RNNTrainer in a model having an RNN and other kind of layers

I am trying to combine tabular and text data together. I am not getting better results than just with tabular and I am wondering if maybe my code is doing something wrong…

One piece of RNNLearner I had to modify is the RNNTrainer for the training to work. Specifically, the methods on_loss_begin and on_backward_begin… My custom model ouputed simply a tensor for classification. Now I modified my custom model so that it also includes what RNNTrainer needs from the rnn sub-model.

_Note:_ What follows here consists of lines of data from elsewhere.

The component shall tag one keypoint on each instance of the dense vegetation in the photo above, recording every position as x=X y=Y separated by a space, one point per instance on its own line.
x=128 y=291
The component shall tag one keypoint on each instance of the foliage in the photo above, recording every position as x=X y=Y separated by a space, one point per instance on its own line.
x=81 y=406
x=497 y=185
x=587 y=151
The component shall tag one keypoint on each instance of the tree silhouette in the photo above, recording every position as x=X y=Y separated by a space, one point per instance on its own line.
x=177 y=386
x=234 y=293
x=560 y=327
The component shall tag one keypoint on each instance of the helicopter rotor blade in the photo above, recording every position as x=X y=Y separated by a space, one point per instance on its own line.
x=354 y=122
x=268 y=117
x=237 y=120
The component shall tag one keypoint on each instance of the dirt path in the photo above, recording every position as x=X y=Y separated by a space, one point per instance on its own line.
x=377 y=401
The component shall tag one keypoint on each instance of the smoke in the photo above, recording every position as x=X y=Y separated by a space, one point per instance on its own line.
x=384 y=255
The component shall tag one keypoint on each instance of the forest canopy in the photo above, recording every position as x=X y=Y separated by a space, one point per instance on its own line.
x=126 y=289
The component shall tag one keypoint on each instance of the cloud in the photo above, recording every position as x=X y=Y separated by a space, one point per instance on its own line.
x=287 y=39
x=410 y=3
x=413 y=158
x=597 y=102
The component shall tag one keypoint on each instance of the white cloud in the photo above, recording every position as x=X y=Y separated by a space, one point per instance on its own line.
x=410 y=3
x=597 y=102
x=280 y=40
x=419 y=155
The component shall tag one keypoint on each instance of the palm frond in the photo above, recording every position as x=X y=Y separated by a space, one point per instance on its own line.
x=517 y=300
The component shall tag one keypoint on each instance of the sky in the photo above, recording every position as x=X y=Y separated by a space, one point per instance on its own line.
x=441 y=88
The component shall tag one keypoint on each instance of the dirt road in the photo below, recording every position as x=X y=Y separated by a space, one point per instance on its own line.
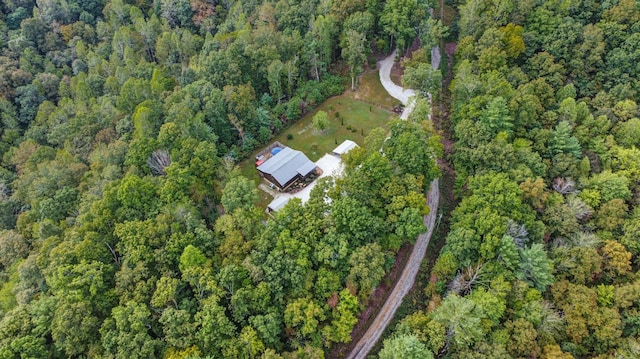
x=404 y=284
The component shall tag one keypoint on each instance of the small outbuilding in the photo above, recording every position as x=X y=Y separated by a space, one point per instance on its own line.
x=285 y=167
x=344 y=147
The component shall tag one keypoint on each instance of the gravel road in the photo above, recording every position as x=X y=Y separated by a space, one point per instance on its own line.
x=410 y=271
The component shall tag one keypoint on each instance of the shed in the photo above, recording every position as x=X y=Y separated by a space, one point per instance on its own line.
x=285 y=167
x=344 y=147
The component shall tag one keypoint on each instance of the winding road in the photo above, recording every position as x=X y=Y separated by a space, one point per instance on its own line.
x=410 y=271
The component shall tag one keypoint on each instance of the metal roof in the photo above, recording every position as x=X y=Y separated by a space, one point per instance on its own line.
x=345 y=147
x=287 y=164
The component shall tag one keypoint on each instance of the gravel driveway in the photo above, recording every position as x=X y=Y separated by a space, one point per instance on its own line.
x=410 y=271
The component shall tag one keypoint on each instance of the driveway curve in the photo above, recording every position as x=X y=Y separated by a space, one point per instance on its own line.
x=410 y=271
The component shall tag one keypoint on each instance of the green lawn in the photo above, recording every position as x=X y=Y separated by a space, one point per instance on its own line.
x=359 y=112
x=370 y=90
x=356 y=119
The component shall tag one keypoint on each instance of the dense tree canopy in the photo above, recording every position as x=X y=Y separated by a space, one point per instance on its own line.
x=542 y=250
x=126 y=230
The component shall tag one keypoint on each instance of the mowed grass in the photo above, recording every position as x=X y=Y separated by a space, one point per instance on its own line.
x=358 y=112
x=349 y=119
x=371 y=91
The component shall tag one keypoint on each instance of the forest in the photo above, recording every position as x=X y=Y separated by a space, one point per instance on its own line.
x=126 y=229
x=541 y=258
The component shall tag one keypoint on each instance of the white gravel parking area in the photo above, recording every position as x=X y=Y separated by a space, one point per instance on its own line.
x=330 y=165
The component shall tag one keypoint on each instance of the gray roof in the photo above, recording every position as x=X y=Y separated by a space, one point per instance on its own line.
x=286 y=165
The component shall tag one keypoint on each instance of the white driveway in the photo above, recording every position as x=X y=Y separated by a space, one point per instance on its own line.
x=330 y=165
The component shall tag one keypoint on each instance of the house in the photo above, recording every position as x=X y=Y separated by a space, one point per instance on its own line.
x=285 y=167
x=344 y=147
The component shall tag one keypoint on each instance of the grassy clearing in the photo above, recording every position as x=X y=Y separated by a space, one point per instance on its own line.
x=372 y=92
x=358 y=112
x=349 y=119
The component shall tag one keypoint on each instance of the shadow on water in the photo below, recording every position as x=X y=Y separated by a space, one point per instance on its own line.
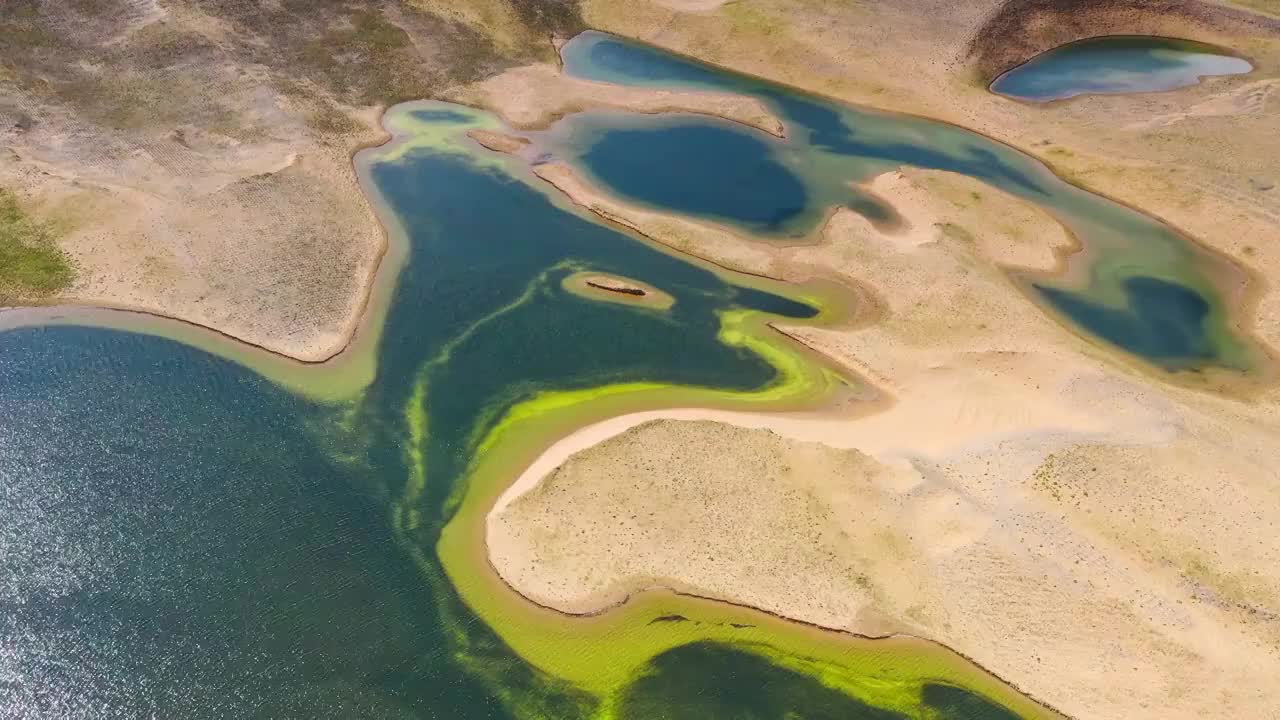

Here is my model where the forward method returns now 2 things, my binary classification tensor and the tensor from the rnn for RNNTrainer:

class TabularTextModel(nn.Module):
    "Basic model for tabular data."
    def __init__(self, emb_szs:ListSizes, n_cont:int, layers:Collection[int], vocab_sz:int, encoder):
        super().__init__()
        l = [400 * 3] + [256]
        ps = [.4]
        self.lm_encoder = SequentialRNN(encoder[0], PoolingLinearClassifier(l, ps))

        self.tab = TabularModelEx(emb_szs, n_cont, 256, layers)

        self.merge = nn.Sequential(*bn_drop_lin(256 + 256, 128, bn=True, p=0.5, actn=nn.ReLU(inplace=True)))
        self.final = nn.Sequential(*bn_drop_lin(128, 2, bn=True, p=0., actn=None))

    def forward(self, x:Tensor, text:Tensor) -> Tensor:
        tabLatent = self.tab(x[0], x[1])
        textLatent = self.lm_encoder(text)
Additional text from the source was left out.